Achieving 100% detection of all potential adverse events
As one of the world’s largest publicly-traded pharmaceutical companies, our client recognized the value of engaging directly with consumers online as well as the need to do so responsibly. Social media programs were governed by a central reporting policy and were supported by an internal online portal for reporting of adverse events and other product safety issues. Despite these formal policies for adverse event reporting, compliance teams were quickly overwhelmed by growth issues complicated by regional redundancy, inconsistent moderation, quality control issues and sub-par reporting.

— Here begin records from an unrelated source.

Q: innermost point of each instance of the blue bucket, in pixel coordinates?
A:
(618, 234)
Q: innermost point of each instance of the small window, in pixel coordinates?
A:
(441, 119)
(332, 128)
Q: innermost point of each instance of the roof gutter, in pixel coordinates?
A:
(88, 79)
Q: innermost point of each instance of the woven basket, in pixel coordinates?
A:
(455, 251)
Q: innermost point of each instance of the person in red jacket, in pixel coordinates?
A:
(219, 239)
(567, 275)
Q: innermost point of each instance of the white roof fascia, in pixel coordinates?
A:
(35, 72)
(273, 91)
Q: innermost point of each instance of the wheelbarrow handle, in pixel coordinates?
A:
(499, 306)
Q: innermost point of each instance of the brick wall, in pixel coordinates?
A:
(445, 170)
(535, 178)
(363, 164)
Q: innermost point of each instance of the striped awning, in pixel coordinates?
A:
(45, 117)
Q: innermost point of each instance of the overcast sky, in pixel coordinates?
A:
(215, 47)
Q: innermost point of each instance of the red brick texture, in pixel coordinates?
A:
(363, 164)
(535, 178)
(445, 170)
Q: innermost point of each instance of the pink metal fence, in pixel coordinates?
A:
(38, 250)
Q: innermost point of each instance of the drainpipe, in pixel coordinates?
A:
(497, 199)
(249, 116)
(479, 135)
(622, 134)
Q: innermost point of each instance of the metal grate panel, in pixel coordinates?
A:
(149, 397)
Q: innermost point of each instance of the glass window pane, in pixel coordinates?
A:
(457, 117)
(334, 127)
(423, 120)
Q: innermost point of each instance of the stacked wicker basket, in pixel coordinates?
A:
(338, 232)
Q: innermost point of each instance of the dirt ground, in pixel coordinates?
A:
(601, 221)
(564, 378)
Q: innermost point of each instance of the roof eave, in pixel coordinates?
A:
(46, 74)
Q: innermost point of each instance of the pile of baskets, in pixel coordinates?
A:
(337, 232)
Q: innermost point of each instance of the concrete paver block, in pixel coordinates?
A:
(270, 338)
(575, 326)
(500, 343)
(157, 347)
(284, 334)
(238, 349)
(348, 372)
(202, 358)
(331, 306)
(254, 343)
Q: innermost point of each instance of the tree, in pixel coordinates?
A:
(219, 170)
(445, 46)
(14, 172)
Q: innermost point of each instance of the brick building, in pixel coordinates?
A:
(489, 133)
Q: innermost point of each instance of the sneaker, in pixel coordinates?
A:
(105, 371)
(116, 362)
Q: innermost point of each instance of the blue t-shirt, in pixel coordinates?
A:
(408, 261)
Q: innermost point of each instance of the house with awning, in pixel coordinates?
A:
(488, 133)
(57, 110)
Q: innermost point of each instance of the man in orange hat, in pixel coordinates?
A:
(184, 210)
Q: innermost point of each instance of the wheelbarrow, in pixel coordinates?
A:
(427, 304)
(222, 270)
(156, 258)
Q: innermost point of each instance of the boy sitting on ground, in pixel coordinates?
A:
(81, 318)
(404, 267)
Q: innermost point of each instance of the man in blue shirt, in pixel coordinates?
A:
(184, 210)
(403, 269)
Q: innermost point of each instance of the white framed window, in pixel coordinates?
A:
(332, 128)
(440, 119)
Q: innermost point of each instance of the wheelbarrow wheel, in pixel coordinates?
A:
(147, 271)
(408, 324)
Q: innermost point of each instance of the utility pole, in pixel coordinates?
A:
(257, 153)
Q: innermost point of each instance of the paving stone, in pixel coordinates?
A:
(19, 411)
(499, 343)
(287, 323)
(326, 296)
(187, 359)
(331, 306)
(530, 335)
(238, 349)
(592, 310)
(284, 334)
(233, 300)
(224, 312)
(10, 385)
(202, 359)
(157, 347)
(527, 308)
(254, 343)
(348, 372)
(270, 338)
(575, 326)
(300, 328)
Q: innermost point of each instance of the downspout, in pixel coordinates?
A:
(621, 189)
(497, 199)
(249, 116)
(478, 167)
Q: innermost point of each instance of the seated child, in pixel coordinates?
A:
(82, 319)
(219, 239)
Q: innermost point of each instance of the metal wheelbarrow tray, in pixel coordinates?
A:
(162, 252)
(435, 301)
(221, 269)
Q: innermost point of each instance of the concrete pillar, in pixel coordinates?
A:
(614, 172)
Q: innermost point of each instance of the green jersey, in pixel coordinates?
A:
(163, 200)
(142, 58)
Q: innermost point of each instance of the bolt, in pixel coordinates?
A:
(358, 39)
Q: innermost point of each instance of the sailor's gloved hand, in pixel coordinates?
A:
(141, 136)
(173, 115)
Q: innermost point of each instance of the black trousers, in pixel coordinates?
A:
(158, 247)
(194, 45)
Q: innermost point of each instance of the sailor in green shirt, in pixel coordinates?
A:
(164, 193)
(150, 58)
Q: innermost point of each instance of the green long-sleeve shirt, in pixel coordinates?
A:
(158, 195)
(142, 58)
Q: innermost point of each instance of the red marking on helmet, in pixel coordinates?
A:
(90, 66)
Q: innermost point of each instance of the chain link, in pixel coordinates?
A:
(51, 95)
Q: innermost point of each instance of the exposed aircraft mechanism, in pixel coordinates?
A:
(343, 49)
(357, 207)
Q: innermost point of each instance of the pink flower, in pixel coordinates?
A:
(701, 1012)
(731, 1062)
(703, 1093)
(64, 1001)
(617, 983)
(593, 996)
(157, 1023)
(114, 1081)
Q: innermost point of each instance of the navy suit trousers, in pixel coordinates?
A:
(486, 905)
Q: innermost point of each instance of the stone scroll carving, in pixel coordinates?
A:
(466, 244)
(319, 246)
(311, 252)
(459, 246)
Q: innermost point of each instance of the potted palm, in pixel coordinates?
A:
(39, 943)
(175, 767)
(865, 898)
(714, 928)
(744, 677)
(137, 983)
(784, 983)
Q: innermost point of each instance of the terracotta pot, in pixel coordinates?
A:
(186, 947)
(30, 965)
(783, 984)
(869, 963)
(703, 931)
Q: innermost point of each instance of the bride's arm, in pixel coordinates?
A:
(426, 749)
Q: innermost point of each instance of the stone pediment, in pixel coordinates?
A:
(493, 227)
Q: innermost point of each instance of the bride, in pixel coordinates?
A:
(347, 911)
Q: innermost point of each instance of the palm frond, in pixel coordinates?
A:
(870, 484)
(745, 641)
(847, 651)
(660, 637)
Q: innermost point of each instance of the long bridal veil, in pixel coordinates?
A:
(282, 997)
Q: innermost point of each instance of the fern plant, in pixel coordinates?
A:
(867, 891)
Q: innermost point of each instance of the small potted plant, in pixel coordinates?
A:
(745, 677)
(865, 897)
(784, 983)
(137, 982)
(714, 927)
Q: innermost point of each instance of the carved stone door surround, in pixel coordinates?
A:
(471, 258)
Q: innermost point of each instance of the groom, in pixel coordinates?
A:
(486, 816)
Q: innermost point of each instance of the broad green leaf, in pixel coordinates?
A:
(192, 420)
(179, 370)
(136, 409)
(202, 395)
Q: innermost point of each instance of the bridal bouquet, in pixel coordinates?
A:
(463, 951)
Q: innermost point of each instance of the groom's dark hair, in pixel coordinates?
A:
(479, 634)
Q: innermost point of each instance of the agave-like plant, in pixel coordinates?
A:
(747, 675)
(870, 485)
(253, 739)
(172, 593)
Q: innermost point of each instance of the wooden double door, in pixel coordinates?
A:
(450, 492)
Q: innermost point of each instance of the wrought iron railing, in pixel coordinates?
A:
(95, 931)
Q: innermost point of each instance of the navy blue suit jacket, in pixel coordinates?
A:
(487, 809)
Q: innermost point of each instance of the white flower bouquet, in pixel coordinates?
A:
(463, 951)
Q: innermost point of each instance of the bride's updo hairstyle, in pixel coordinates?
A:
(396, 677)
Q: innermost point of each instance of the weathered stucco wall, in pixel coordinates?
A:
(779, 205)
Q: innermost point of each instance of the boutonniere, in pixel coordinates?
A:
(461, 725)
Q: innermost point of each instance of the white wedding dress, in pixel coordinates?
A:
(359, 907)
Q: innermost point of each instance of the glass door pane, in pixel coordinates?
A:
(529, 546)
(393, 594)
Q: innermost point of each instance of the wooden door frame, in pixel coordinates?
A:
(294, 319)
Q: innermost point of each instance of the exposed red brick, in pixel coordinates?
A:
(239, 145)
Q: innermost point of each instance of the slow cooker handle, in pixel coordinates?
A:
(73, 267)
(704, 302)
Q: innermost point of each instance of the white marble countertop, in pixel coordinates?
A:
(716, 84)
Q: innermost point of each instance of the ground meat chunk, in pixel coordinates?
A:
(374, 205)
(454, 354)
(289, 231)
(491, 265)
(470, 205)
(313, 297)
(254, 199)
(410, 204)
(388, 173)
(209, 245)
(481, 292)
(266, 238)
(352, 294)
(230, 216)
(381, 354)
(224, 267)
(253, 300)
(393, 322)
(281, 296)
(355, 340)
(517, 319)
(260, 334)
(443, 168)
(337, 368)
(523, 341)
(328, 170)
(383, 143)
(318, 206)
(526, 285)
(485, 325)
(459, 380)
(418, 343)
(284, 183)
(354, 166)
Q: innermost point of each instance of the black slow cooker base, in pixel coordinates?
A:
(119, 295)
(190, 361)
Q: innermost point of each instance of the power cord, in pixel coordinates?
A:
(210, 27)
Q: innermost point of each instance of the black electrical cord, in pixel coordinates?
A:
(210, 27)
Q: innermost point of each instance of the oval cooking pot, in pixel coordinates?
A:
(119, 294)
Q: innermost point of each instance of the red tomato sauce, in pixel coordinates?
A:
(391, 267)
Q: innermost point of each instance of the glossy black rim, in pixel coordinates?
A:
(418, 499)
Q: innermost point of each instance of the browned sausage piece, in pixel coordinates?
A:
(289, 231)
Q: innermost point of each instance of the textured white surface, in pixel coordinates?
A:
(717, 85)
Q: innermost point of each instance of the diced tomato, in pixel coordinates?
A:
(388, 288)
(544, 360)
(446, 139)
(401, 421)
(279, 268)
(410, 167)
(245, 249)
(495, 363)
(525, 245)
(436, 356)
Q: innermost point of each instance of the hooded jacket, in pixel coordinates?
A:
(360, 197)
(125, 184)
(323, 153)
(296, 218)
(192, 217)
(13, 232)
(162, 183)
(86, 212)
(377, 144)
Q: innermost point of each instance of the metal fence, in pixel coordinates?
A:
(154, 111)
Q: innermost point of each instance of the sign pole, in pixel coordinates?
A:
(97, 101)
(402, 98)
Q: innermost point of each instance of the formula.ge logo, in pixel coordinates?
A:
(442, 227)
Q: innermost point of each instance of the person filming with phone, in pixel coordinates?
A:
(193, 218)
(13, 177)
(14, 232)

Crisp partnered with the client’s global social strategy and central pharmacovigilance teams to develop an enterprise-level social media compliance solution that could scale across owned regional and drug social pages. Compliance was ensured by the implementation of clear and consistent policies for global moderation, regional on-boarding, roll out and transition, along with a new quality assurance template. As each program came online, Crisp and the pharma company’s regional teams followed the agreed-to reporting protocols and moderation strategy set forth by the global social strategy and pharmacovigilance teams. Today, Crisp oversees the client’s pharma social compliance for 25 active programs in 11 countries, with more on the way. As guaranteed, Crisp has successfully detected all potential adverse events on the channels it has been asked to monitor, with zero misses.
“Compliance teams were overwhelmed by growth issues complicated by regional redundancy, inconsistent moderation, quality control issues and sub-par reporting.”